‘Why do some succeed but many fail in marketing bank services and life insurance?’
Q: We’re one of those banks that have been failing in the marketing of bank services and life insurance. When we compare what we’re doing against those that are succeeding, we do not find anything that different. And so we’re stuck with the question: “Why do some banks succeed but many are failing in marketing bank services and life insurance?”
May we request for your diagnosis and marketing Rx please?
A: We have had two invitations from established commercial banks for an in-house seminar-workshop to address this issue. In answering your question, we cannot of course share their data but we can share with you our diagnosis and Marketing Rx. It’s up to you to assess how applicable they are in your particular circumstances.

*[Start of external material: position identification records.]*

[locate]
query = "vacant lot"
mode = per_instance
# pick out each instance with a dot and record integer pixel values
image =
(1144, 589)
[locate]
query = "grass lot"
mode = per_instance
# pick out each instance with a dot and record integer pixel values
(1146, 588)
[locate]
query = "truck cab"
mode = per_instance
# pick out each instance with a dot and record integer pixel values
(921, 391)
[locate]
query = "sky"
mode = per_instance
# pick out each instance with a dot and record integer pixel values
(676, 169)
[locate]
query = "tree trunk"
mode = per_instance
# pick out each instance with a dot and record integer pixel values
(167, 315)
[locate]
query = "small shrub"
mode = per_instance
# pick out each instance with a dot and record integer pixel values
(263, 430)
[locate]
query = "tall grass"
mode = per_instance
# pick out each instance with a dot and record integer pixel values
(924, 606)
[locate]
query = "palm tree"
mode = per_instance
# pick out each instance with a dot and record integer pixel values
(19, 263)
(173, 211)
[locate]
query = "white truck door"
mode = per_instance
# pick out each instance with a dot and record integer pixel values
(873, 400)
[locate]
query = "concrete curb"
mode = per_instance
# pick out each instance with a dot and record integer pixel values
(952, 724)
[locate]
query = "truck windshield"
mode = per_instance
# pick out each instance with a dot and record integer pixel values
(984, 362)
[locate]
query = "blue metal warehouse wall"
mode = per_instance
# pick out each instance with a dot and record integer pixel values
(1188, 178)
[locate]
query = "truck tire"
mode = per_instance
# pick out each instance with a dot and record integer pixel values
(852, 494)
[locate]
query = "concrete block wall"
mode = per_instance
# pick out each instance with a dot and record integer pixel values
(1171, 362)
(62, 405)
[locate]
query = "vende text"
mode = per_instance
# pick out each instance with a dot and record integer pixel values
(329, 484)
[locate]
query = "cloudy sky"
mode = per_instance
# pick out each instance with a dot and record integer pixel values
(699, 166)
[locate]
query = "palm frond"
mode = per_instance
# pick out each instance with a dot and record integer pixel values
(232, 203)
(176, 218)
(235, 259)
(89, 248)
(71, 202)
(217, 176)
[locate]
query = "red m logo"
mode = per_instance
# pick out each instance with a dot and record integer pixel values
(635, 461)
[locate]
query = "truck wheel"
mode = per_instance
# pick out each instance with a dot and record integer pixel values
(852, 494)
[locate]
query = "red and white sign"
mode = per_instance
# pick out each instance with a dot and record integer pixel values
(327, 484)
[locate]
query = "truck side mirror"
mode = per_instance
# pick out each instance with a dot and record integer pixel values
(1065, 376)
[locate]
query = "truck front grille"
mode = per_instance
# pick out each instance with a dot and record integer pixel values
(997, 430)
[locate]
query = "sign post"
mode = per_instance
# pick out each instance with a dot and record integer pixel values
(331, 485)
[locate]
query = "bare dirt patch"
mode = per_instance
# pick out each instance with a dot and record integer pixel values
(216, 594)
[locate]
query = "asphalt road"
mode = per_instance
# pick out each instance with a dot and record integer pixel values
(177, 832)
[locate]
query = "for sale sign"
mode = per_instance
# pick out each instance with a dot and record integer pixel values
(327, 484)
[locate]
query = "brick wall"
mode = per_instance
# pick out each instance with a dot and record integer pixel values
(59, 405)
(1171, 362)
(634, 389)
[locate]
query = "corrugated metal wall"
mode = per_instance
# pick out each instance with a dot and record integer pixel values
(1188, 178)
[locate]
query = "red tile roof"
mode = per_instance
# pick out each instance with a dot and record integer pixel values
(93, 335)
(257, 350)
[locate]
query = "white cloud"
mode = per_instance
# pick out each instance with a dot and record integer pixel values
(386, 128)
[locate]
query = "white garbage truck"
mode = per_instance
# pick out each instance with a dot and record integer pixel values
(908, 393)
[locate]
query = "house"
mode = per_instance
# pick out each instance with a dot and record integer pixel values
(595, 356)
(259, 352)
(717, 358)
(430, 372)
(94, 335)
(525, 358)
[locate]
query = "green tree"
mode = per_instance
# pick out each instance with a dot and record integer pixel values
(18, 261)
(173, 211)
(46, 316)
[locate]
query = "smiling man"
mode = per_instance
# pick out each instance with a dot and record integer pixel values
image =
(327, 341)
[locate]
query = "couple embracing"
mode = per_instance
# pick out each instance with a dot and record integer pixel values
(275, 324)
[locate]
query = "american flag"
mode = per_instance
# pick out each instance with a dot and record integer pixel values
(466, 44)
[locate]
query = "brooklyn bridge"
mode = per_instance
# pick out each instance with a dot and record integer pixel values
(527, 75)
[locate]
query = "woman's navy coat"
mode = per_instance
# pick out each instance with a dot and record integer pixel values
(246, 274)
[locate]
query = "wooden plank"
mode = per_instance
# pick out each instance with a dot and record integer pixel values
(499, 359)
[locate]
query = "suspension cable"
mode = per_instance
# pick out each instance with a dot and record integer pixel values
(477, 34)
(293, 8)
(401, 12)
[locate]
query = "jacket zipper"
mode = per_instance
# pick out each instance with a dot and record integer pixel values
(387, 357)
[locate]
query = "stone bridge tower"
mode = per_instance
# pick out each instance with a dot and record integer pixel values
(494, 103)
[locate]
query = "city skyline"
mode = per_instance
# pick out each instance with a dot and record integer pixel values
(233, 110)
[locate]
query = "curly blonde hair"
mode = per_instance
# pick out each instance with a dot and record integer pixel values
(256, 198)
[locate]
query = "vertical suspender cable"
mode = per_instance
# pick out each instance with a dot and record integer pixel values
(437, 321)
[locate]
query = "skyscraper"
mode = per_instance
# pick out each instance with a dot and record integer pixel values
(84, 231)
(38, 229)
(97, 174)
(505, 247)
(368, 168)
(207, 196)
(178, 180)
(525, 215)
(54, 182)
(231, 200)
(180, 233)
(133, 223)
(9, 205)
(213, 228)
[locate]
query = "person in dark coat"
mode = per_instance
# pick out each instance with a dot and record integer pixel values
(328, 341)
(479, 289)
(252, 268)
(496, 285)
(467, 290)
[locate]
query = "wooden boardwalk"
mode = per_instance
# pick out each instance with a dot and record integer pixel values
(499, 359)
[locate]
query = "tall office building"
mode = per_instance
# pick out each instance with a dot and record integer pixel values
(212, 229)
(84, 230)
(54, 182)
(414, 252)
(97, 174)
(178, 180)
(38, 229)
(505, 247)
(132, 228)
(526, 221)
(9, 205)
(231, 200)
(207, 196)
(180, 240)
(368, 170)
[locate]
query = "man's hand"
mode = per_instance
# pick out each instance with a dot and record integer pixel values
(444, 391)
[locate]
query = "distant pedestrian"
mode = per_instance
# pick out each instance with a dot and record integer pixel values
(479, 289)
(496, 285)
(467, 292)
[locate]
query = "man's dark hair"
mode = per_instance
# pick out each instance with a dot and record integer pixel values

To start with, we’re not as certain as you are in judging that “some banks succeed but many are failing.” Among the more established and large commercial banks, there hasn’t been any closing of their bank assurance division or group. In fact, we understand from our contacts that there continues to be more hiring of bank assurance executives and staff. Perhaps, it’s closer to reality to say that some have succeeded though many are less successful but still trying.
When you say that you’ve compared what you’re doing with what the more successful banks are doing, you might want to review that process and ask yourself: “Did we compare in specific terms? Did we compare in the specific terms of STP, i.e., segmenting, targeting and positioning? Did we compare in terms of product design, pricing, selling, advertising and promo?” If your comparison has been as comprehensive and as specific, it’s near impossible that you will still not find “anything that different.”
In the comprehensive and specific comparisons we’ve done, we have consistently found several important differences. Two of the most common of these are related to each other.
The first is product design and positioning. Consider the bank’s most popular and most staple bank products, namely, Casa (Checking Account and Savings Account). In terms of product design, these two bank products are like soft drinks, snacks, shampoo and other FMCG (fast-moving consumer goods). These are positioned against their target customers segments as recurring purchase items. In contrast, life insurance products are like real properties, beds, piano and other consumer durable goods. Their customers purchase them very infrequently if not once in their lifetime. They are “big-ticket items” and life insurance companies position life insurance products as a customer’s long-term investment.
One source of difficulty among banks who find it hard to gain immediate success in bank assurance marketing is their positioning of Casa and life insurance under a common marketing and selling setup and/or as a single brand. That’s like seeing Unilever positioning and selling its shampoo and bathroom fixtures (just supposing it carries them) in the same way and as a single brand. This is where you’ll find the second but related difference in the marketing of bank services and life insurance between the more successful and the less successful banks.
One reason why many banks market and position their Casa and life insurance as a single brand is in their practice of “cross-selling.” These banks have succeeded in marketing not only Casa but many other financial services to their depositors and clients. Life insurance is just one more such financial service.
Now, take the bank client’s perspective. Most bank customers especially those who already are holders of a life insurance policy have not bought nor do they want to buy more life insurance from the credit officer or teller of their banks. This remains true even when most of these banks say that it is not their credit officer or teller who sells the life insurance to a bank customer identified as needing more life insurance protection. They say they refer this bank customer to their bank assurance people or department.
So where do bank customers want to buy their additional life insurance protection? That’s the key and crucial marketing question. Those less successful banks should find out from their bank customers. Some services marketing books say that in the US, more and more customers are doing this and like to continue buying their life insurance protection over the Internet because they can readily make insurance premium comparisons. We’re not saying that there will not be bank customers who will not buy from their banks. But the reality that many are not doing so in those less successful banks is saying that it’s likely that this assumed life insurance purchasing pattern from most bank customers has yet to be accepted and established as a bank customer buying habit.
To summarize, here are our Marketing Rx’s:
1st. Do basic positioning and branding management of your Casa and other bank products vis-à-vis your life insurance products.
2nd. Organize your marketing and selling staff according to what life insurance as a product requires in contrast to the requirements of your current bank products.
3rd. Research into your bank customers’ life insurance buying practices and habits and align your marketing and selling setup accordingly.